To press the point there simply isn't a grammatically or clinically valid function that downgrades the meaning of the word "phobia" when you prepend it with "Homo"; the word is being misused.
The problematic behavior is real enough but what is often labelled as homophobia is really bigotry or prejudice. Bigotry being intolerance that is inconsistent with facts, while Prejudice is holding a preconceived judgement or conviction. Side note: Prejudice isn't strictly negative, one can be prejudiced for as well as against.
So shows like Will&Grace were watched by people with prejudice but it gave them exposure that removed their preconceptions. This shifted many people away from their prejudice and what's left are the Bigots, who know what the truth is and don't care, and the Homophobic, people who are actually and for real afraid of Homosexuals.

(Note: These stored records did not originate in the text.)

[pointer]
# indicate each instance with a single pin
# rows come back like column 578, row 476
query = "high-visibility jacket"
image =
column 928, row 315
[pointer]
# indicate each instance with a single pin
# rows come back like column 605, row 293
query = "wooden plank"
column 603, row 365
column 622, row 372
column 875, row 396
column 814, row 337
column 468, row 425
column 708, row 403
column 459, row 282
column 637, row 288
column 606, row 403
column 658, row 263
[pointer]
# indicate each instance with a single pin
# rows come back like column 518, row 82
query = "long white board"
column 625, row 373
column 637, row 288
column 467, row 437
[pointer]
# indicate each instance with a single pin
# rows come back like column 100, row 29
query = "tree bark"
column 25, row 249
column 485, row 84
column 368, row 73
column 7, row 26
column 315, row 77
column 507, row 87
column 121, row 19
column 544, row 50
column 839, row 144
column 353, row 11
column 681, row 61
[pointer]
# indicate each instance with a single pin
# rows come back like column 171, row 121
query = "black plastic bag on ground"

It may seem academic but I think these distinctions matter because grouping all of these people together stymies communication and hinders progress. The Phobic literally cannot control their fear, at least not without therapy and possibly drugs. The Prejudiced are simply ignorant and holding an opinion based on that ignorance, their prejudice can be corrected by educating them and removing their ignorance. The Bigoted are the real problem, they are the ones who've been educated but refuse to change their opinions or behavior.
The Bigots are the problem and they need to addressed clearly and directly.

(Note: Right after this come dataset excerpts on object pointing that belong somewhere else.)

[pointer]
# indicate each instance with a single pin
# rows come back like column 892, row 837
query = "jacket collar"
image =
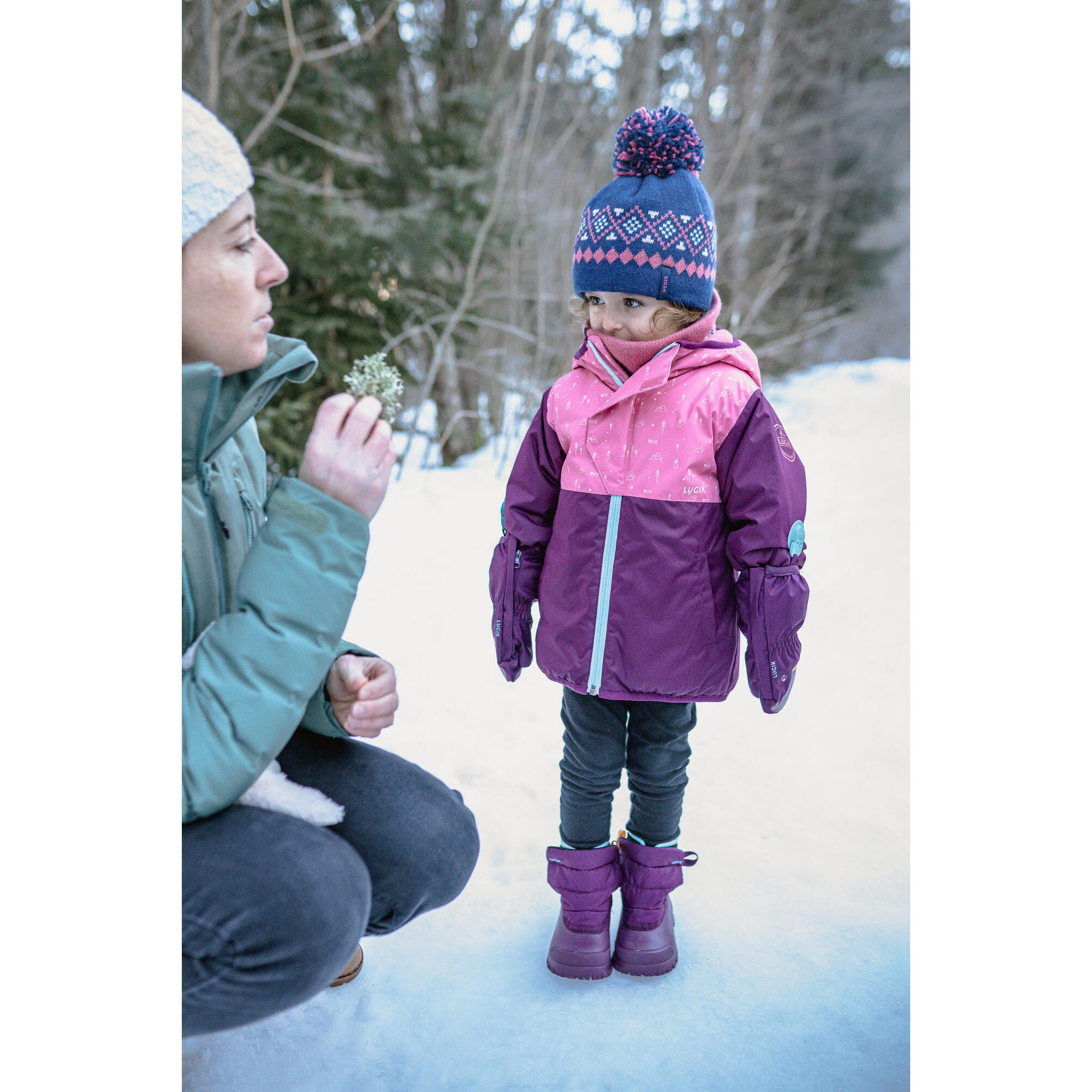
column 673, row 361
column 216, row 407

I'm sorry but you are simply wrong on the homophobia aspect and the definition therein. You are hyperfocusing on the 'phobia' part of the word and insisting that it only means a clinical fear. This is simply inaccurate and you do not have anything to back you up. You simply say "In my opinion, these extremely credible sources (including one that specifically works with LGBTQ+ folks) don't know what homophobia means." You're just wrong. There's no discussion to be had here. It's like you're trying to say 1+1=3.
I'm having a hard time taking anything you say seriously when you're trying to supplement a known, agreed upon and confirmed definition with what your personal opinion is. That's not how reality works (at least for anyone who lives in reality) and I have no interest in rewarding such behavior by continuing any conversation with you. Goodbye.